Portanto, uma forte concentração de riqueza não leva a uma cascata de pobreza e indigência. Segundo: nos últimos anos, em termos de renda, a "classe média" cresceu na Itália, que estatisticamente é definida como aqueles que desfrutam de uma renda que varia de 75 a 150% da renda média, que em 2019 é de 2.157 euros: o três estratos centrais de rendimentos (de 1.500 a 3.000 euros) concentram 57,5% dos beneficiários de rendimentos, contra 52,1% em 2018. E isso não é às custas das classes de renda mais alta, que na verdade sobem de 13,4% para 14,7%, mas as classes de rendimentos mais baixos (< 1.500€) perdem peso, passando de 34,5% para 27,7%. (Dados CR Einaudi – S.Paolo). Ou seja, houve um crescimento geral da renda que envolveu cerca de 70% da população entre 2018 e 2019.

Pode ser pouco, mas certamente não indica um empobrecimento! O adensamento da “classe média” é confirmado por outro dado: o número de poupadores voltou a superar o dos que não poupam: 52%, ante 2013% em 39. Uma vez que é concebível que os rendimentos mais elevados tenham conseguido poupar mesmo durante a crise, é muito provável que este aumento da poupança se deva à "classe média", que leva seus membros muito longe do risco de pobreza.

No entanto, há um fato que parece ser o contrário: a relação entre riqueza patrimonial e renda na Itália (no entanto, o valor é do final de 2017, desde então deve ter mudado ligeiramente em favor da renda) é de 8,4 para 1 (Banco da Itália); na França e na Grã-Bretanha um pouco abaixo, na Alemanha 6: normalmente a diferença entre patrimônio e renda é considerada um índice de desigualdade social. No entanto, a composição do patrimônio familiar na Itália tem uma característica peculiar em comparação com outros países da UE: é composta principalmente pela casa (48%).

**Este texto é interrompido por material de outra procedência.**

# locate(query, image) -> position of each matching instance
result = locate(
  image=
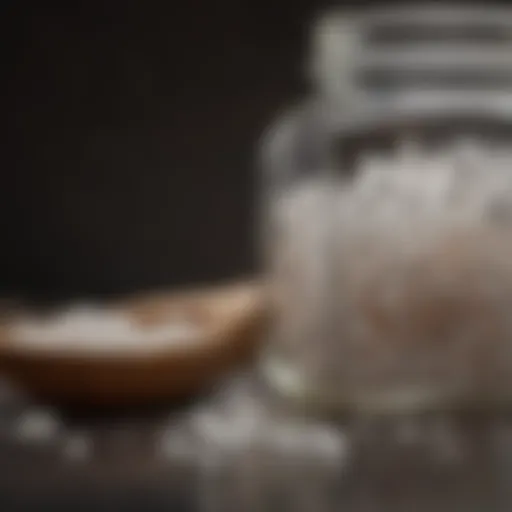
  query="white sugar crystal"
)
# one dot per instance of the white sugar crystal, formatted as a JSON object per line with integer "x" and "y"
{"x": 389, "y": 215}
{"x": 98, "y": 329}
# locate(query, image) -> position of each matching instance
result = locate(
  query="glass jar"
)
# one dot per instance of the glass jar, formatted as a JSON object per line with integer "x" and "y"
{"x": 394, "y": 298}
{"x": 440, "y": 77}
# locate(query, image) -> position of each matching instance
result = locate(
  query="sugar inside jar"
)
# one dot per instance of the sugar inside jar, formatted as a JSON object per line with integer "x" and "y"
{"x": 393, "y": 282}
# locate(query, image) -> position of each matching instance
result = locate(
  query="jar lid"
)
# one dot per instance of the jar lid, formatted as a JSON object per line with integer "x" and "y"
{"x": 377, "y": 54}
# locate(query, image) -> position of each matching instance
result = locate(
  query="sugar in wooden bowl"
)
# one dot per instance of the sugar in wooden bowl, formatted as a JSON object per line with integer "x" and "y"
{"x": 141, "y": 350}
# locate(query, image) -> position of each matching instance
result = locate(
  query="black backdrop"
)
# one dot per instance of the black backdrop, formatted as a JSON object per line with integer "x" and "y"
{"x": 131, "y": 131}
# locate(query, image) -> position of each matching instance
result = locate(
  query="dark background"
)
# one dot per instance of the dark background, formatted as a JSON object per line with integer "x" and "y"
{"x": 131, "y": 137}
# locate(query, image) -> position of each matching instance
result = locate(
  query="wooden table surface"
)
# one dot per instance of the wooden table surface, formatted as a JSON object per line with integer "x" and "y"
{"x": 156, "y": 460}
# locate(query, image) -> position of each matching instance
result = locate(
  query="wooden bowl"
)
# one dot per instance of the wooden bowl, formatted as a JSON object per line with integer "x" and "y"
{"x": 230, "y": 317}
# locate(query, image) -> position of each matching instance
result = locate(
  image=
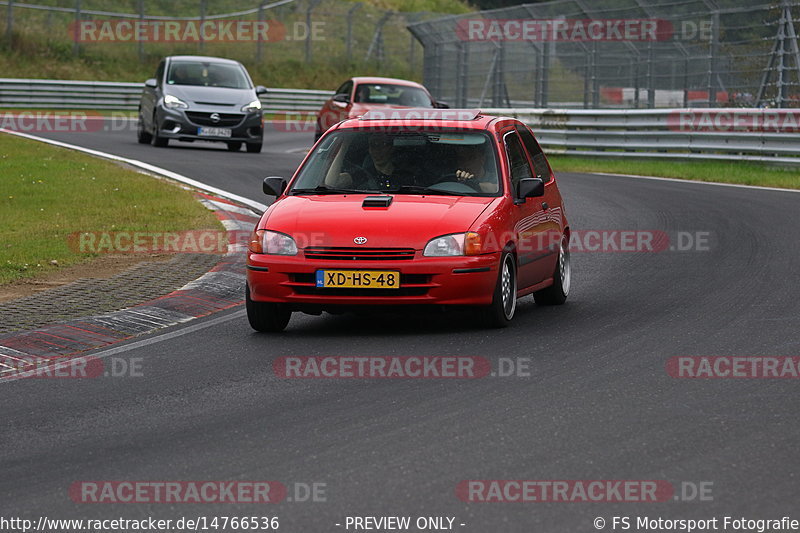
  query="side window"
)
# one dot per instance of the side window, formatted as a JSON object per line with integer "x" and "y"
{"x": 517, "y": 160}
{"x": 346, "y": 88}
{"x": 537, "y": 156}
{"x": 160, "y": 73}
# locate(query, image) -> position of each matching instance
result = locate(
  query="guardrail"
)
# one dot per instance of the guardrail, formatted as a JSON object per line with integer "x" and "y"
{"x": 744, "y": 134}
{"x": 56, "y": 94}
{"x": 741, "y": 134}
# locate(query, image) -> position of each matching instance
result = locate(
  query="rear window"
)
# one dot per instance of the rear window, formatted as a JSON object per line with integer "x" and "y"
{"x": 401, "y": 95}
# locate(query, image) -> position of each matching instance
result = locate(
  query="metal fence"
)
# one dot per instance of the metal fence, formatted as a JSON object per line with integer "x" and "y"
{"x": 762, "y": 135}
{"x": 617, "y": 54}
{"x": 767, "y": 135}
{"x": 300, "y": 30}
{"x": 61, "y": 94}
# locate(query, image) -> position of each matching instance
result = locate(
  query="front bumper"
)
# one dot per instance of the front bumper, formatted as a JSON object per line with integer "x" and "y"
{"x": 423, "y": 280}
{"x": 184, "y": 124}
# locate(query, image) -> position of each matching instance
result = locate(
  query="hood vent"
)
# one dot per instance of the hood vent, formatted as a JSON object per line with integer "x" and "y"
{"x": 377, "y": 201}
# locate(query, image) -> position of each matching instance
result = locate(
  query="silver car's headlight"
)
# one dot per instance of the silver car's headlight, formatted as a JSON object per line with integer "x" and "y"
{"x": 252, "y": 107}
{"x": 173, "y": 102}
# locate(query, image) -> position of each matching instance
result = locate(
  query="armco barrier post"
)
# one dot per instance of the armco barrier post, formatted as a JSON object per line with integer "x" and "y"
{"x": 76, "y": 46}
{"x": 9, "y": 21}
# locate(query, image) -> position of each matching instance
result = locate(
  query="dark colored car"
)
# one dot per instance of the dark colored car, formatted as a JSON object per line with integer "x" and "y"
{"x": 196, "y": 98}
{"x": 453, "y": 209}
{"x": 359, "y": 95}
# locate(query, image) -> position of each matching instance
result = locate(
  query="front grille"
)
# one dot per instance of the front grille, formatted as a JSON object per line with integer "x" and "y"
{"x": 360, "y": 254}
{"x": 226, "y": 120}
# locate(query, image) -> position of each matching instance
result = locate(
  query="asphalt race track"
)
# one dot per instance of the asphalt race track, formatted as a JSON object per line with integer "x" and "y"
{"x": 597, "y": 403}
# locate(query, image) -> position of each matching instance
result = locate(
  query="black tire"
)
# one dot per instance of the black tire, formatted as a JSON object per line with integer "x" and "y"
{"x": 142, "y": 135}
{"x": 557, "y": 293}
{"x": 266, "y": 317}
{"x": 158, "y": 140}
{"x": 504, "y": 302}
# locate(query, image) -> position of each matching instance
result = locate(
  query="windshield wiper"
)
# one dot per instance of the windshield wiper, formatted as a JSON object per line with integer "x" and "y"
{"x": 416, "y": 189}
{"x": 324, "y": 189}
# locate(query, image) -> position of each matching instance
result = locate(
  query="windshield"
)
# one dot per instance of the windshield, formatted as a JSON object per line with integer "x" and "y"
{"x": 435, "y": 161}
{"x": 402, "y": 95}
{"x": 207, "y": 74}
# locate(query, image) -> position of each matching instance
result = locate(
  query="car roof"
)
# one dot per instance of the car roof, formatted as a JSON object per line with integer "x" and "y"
{"x": 393, "y": 81}
{"x": 203, "y": 58}
{"x": 440, "y": 118}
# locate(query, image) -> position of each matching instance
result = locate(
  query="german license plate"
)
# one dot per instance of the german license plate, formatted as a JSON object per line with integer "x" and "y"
{"x": 359, "y": 279}
{"x": 214, "y": 132}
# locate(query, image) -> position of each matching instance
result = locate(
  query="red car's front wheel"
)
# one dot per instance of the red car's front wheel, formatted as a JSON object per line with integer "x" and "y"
{"x": 504, "y": 302}
{"x": 266, "y": 317}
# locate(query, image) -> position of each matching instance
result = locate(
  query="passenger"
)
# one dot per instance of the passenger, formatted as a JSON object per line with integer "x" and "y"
{"x": 471, "y": 167}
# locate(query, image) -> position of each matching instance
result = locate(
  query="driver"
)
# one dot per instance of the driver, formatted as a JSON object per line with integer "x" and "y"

E a redução da pobreza, modesta quando se considera apenas o patrimônio financeiro, aumenta significativamente se for considerado o total da riqueza real e financeira: a casa própria, que representa o principal componente da riqueza das famílias menos favorecidas, é decisiva na definição da patrimônio líquido da família. contanto que cerca de 80% dos italianos são donos da casa em que moram, pelo menos essa quantia (mas provavelmente mais, considerando os grupos de maior riqueza que têm segunda e terceira residências, mas vivem de aluguel) não voltam à pobreza.

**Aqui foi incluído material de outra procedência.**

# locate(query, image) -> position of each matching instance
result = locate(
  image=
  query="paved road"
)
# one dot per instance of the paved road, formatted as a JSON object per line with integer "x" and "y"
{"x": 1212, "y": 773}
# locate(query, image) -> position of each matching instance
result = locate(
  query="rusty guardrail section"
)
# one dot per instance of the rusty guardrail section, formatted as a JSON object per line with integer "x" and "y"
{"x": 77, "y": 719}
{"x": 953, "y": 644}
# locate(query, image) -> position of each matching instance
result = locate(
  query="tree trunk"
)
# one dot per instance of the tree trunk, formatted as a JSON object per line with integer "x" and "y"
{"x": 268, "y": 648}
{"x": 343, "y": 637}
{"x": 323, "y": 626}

Além disso, como essa forma de riqueza permaneceu praticamente inalterada durante a crise, parece improvável, relacionando esses dados com os já vistos sobre a renda, que tenha havido um empobrecimento evidente. A Oxfam observa com razão que os rendimentos do trabalho de jovens e mulheres são baixos, mas ignora o fato de que, no caso das mulheres, os baixos salários se devem ao trabalho de meio período e que a taxa de emprego feminino aumentou significativamente nos últimos 10 anos. Os baixos salários dos jovens devem ser considerados em um contexto em que os jovens ficam o máximo possível em casa, complementando sua renda com a renda familiar. De fato, a renda familiar vem crescendo constantemente desde 2016.

Considero este modelo, em que os rendimentos (baixos) das mulheres e dos jovens se juntam ao salário do chefe de família e à pensão do avô, arcaico, como um obstáculo ao crescimento económico e social, mas em termos económicos há sem dúvida que a pobreza ampla, pelo menos no curto prazo ..! Conclusão: estamos diante de uma tendência que recompensa marginalmente os níveis mais altos de riqueza, mas não de uma forma que aumente significativamente a desigualdade econômica e, especialmente, não que aumente a pobreza. Esta última, porém, vem à custa de um modelo “defensivo” das famílias, que penaliza inevitavelmente a inovação, o empreendedorismo, o investimento, a melhoria, a elevação social.

Concluindo, parece haver um paradoxo: somos um país que reclama de ser pobre, mas que ele não é tão pobre, e que, no entanto, se esconde em defesa de sua modesta riqueza, proclamando sua própria pobreza.